Rudrabha / Lip2Wav

This is the repository containing codes for our CVPR, 2020 paper titled "Learning Individual Speaking Styles for Accurate Lip to Speech Synthesis"
MIT License
695 stars 153 forks source link

Questions about data preprocessing #24

Closed Kuray107 closed 3 years ago

Kuray107 commented 3 years ago

Hello, thanks for the lip2wav dataset you kindly provided. I noticed that there are several scenes in the dataset where there is no face on the screen, and wondered how you solved this problem. Did you filter these data when training the model? Or did you just ignore them and got a good result still?

prajwalkr commented 3 years ago

The preprocessing script automatically filters out non-face segments.

Kuray107 commented 3 years ago

I found that when the face detector can not found any face in a timestamp, it will skip to the next image indeed.

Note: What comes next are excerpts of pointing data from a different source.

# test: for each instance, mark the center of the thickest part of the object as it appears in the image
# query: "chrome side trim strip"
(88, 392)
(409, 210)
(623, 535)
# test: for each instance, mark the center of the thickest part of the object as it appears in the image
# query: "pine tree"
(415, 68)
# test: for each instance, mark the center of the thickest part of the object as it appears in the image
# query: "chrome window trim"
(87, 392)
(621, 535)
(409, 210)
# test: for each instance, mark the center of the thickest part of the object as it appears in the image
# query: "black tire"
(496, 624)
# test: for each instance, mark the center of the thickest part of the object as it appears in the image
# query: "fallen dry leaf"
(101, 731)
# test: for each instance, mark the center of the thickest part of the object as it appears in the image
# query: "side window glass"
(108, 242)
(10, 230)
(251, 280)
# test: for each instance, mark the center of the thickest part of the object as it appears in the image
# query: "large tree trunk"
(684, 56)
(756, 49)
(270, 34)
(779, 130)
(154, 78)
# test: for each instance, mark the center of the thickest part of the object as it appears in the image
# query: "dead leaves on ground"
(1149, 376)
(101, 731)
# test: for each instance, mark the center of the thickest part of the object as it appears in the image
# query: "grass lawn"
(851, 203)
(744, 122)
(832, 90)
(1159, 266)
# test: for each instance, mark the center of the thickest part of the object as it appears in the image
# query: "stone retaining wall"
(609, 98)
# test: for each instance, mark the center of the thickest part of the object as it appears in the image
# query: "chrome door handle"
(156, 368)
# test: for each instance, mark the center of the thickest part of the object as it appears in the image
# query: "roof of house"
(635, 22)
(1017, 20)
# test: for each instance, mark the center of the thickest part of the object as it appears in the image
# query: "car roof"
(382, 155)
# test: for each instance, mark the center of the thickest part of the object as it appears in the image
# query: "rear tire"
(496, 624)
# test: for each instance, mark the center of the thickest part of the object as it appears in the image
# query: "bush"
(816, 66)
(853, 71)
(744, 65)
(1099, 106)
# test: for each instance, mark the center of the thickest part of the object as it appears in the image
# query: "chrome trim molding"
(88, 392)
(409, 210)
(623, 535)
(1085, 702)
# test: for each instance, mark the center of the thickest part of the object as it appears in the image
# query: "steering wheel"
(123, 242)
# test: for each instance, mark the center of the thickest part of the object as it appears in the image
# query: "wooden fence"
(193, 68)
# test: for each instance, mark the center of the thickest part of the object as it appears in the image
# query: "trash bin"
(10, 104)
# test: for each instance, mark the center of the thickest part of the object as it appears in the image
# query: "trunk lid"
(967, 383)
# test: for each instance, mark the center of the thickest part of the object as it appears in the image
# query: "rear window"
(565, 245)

But I don't understand how the preprocessing script align the audio and video files when there is some mismatch. Is the audio segment also be cut when its video segment skips some non-face frames?

prajwalkr commented 3 years ago

the face crops are saved with frame numbers in their names. while training, the data loader skips segments if certain faces are missing.

Kuray107 commented 3 years ago

Yes, I got it. Thanks for your kind reply.